Map of the proposed mine site - courtesy of Shenhua Watermark project website
Map of the proposed mine site – courtesy of Shenhua Watermark project website

A matter of trust

Not solid trust
Not solid trust – Image by Stuart Miles

It’s a matter of trust. Do we trust all the reports the experts trot out?

Having worked on the creative presentation of many investment documents over a number of years I have seen how well-meaning people have succumbed to fudging fundamental information to get a project over the line. (I am not talking about the Shenhua project).

I am talking about senior executives of the company that has created the investment, the professional accountants that put together the figures and the lawyers who structure the investments. Many have been with the top tier firms.

All of them, male and female, were upstanding people with families, promoting the highest ethics and professional standards. But they understood what their employer or clients wanted, and they understood to get the next job they had to perform on this job. That’s human nature I guess.

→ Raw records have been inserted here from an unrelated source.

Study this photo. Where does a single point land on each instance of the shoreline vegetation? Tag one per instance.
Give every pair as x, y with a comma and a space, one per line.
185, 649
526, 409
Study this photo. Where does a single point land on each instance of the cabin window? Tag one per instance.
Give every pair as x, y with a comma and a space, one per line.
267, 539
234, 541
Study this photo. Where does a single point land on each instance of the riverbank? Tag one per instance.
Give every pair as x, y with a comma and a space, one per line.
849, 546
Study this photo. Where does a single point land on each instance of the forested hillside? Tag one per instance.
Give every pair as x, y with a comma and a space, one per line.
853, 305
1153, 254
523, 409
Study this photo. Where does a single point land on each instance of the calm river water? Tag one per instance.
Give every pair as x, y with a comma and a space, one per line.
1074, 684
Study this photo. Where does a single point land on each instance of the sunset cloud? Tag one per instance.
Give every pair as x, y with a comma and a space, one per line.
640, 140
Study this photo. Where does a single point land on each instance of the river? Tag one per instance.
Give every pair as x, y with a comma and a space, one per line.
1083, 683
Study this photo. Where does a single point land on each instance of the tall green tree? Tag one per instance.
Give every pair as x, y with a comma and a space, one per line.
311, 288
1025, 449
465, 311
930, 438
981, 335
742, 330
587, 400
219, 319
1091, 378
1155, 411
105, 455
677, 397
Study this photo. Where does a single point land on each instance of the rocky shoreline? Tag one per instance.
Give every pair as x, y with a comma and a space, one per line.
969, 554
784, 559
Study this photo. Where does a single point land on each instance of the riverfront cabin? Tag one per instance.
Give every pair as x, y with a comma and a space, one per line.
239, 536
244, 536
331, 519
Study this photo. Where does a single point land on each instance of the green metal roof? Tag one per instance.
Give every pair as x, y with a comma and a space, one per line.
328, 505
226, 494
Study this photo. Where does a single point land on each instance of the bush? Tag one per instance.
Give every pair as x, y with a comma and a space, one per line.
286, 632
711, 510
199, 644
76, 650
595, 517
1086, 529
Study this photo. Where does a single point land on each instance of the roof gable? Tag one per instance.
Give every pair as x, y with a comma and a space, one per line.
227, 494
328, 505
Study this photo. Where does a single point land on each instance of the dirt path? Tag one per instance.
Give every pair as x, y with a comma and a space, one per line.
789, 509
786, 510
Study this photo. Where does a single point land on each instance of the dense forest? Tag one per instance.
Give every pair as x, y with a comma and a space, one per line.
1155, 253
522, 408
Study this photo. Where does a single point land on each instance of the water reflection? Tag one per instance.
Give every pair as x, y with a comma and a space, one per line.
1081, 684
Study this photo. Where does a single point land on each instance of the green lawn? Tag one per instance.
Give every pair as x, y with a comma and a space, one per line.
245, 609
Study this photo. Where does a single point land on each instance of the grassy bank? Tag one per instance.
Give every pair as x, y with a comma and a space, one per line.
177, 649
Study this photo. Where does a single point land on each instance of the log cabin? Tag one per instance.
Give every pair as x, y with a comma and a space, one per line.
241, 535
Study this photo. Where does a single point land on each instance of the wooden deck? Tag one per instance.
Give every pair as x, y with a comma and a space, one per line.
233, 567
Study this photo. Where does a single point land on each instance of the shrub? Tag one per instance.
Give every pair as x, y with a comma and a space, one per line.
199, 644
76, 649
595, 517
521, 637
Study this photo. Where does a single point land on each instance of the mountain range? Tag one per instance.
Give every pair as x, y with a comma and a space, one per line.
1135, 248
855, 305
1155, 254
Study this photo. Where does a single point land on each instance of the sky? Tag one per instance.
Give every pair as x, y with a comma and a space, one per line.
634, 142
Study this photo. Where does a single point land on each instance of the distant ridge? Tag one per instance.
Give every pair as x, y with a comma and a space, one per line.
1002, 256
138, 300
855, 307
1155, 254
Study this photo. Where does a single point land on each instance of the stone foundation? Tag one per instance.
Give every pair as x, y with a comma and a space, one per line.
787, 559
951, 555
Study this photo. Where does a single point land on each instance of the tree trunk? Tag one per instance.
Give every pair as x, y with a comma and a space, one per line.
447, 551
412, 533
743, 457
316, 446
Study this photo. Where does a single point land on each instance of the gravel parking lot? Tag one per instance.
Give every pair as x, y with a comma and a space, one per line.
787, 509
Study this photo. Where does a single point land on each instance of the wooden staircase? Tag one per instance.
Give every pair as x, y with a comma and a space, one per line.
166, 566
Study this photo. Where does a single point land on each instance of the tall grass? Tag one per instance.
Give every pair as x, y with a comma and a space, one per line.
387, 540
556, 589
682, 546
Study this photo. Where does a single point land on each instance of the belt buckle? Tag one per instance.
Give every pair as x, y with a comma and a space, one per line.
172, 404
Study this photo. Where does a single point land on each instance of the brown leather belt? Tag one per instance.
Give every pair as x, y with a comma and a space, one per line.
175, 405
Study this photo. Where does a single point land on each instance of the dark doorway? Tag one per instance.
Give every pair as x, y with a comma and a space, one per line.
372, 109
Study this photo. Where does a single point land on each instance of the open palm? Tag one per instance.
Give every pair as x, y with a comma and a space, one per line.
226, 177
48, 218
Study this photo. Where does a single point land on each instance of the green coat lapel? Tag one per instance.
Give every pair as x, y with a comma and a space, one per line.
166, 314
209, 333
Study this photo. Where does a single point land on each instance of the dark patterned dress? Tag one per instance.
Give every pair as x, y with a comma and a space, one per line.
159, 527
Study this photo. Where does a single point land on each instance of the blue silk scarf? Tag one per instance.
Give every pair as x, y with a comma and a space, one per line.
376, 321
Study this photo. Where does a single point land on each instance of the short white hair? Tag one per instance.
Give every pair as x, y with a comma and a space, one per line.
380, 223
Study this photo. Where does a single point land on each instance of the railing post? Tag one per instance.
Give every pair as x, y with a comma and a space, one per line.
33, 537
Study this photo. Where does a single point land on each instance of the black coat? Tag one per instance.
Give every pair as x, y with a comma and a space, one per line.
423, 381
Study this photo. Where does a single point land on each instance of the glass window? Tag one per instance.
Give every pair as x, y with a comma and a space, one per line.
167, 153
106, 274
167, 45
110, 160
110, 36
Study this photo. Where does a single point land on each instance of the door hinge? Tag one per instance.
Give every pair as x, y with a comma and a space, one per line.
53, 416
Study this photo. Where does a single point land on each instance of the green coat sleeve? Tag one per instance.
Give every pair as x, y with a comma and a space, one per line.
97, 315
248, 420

(I was complicit as well because I could have walked away from the jobs I worked on; in the end I did).

A matter of principle

It’s also a matter of principle. Land consumed in mining is not likely to be productive again, irrespective of what the promoters tell you. The natural habitat certainly won’t be returning anytime soon.

But we can’t stick our heads in the sand. We need to progress as a country; people need jobs and people all over the world need coal now and most likely into the future. The coal miners at least, are banking on it!

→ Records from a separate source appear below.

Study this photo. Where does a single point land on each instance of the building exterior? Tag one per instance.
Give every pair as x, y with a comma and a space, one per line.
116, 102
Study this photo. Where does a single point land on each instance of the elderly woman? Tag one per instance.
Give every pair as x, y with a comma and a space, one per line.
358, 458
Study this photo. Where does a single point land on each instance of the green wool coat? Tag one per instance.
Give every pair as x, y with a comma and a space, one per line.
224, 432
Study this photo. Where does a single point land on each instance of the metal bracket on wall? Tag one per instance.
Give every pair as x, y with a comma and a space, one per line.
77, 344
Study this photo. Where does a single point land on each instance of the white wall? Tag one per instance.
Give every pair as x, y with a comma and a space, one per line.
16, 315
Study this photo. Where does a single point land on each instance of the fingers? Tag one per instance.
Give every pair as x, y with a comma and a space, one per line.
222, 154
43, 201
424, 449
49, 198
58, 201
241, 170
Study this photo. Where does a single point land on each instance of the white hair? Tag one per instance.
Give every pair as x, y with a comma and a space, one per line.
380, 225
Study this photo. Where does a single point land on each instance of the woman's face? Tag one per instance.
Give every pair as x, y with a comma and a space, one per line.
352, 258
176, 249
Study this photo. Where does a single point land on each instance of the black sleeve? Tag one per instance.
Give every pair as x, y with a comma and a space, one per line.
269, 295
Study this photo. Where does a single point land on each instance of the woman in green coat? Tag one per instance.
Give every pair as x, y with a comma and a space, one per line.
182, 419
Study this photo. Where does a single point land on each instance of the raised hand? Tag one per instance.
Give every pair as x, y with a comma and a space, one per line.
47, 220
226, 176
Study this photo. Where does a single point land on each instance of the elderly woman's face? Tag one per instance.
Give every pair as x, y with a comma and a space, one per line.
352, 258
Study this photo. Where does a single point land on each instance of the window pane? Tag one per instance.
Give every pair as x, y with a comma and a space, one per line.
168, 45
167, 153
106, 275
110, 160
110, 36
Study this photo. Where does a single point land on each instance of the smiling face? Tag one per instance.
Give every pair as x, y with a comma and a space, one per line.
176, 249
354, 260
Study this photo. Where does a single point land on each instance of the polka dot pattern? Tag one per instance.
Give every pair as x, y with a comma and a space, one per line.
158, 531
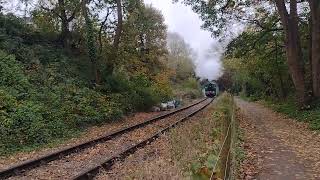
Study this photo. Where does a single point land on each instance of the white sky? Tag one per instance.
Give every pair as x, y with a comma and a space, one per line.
182, 20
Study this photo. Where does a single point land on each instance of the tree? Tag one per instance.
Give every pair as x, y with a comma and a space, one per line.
66, 11
315, 45
91, 46
293, 47
143, 45
218, 15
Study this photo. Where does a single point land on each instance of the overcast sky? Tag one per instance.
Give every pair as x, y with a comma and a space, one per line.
182, 20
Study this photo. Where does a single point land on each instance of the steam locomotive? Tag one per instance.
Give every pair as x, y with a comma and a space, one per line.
211, 89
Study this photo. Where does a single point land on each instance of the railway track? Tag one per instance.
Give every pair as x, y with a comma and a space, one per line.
84, 160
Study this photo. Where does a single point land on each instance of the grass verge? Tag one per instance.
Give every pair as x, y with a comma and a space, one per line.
195, 146
289, 108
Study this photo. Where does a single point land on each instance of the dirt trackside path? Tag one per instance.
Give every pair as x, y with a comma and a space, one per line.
277, 148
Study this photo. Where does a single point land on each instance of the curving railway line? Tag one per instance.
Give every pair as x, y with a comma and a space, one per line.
83, 161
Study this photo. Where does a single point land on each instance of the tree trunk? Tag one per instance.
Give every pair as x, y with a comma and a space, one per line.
91, 44
117, 37
293, 47
64, 24
119, 26
315, 47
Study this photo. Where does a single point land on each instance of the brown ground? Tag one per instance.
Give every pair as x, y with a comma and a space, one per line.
73, 164
91, 133
158, 160
277, 148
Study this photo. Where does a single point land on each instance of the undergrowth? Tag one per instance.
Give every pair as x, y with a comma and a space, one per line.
289, 108
196, 146
46, 92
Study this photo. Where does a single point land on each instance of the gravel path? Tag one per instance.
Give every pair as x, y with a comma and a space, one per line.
73, 164
277, 148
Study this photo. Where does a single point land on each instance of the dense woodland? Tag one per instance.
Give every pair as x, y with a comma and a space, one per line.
69, 64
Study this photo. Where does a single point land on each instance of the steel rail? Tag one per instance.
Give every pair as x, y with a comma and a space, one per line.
17, 169
107, 163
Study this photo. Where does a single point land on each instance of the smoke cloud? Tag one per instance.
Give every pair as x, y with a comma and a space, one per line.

If we look at the Shenhua coal mine as an example, it is going to consume 2,670 ha (10,091 acres) of land. The critics will tell you this is 1.5 times the area of the City of Sydney and 1.1 times the City of Melbourne. It sounds big but it is actually the equivalent of 10 to 20 farms in that region that will be taken out of production. That is not going to break the agricultural bank.

And it is going to generate $300 million in upfront royalties to the NSW government, 600 jobs in construction and 434 jobs for the 30 years that the project is going to extract 5,000,000 tonnes of coal a year. Sounds good.

And here’s the BUT 

But what about the water aquifers that locals are worried about? Shenhua’s own research identifies that the closest aquifer is 900 m from the mine. “This buffer prevents the direct connection of water”, they say.

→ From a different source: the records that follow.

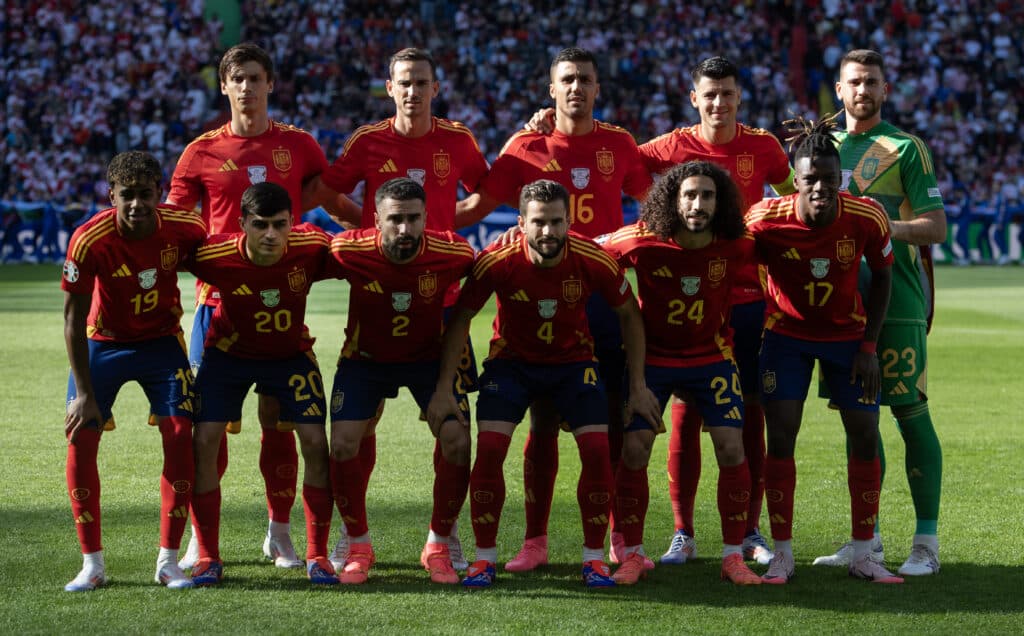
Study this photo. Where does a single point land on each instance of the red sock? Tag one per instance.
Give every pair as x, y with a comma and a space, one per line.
368, 459
780, 483
349, 495
632, 499
754, 448
317, 505
176, 479
864, 479
540, 467
206, 508
280, 464
684, 463
486, 483
83, 488
451, 485
594, 488
733, 498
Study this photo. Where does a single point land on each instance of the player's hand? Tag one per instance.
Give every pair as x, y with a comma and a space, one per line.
443, 407
508, 237
542, 122
644, 404
865, 372
81, 411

They report that they will remove 35.7 ML per annum of water on average and state that this is the “equivalent to about 25 per cent of the average pumping rate of 142 ML per annum from a single license agricultural bore… within 10 km of the Project boundary”.

And as Minister Hunt is quoted in the Fairfax media, “The project is subject to 18 of the strictest conditions in Australian history”. Why so and what happens if they inadvertently break those conditions and irreparable damage is done to the aquifers?

Agricultural Minister Barnaby Joyce, who is opposed to the mine, has the answer.  Again in the Fairfax media, he says, “If you destroy an aquifer, it doesn’t matter what conditions you put in there are about making good, you can’t make good. It’s gone.”.

In the end I am with Barnaby; I don’t like the risk to the greater region. Experts can get it wrong; they do every day. And with a water aquifer, once it is gone, it is gone and far more than 10,000 acres will be forever affected.

Chris Baynes is a columnist and publisher of Frank & Earnest. He is also the publisher of Villages.com.au, the leading national directory of retirement villages and aged care services in Australia.


Discussion1 Comment

  1. I think you could have a bit more faith in the experts and science. I just had a quick look at Pokolbin in the Hunter Valley on Google maps, I reckon there is at least half a dozen open cut coal mines within 30 kms of Pokolbin and have never heard of any ground water being contaminated. A good example on coal mines and very productive agricultural land working side by side.

    Wikipedia says:
    The Liverpool Plains are an extensive agricultural area covering approximately 1.2 million hectares of the north-western slopes of New South Wales in Australia.

    That means the mine takes up 0.002 of the Liverpool Plains. Hardly ruining the area.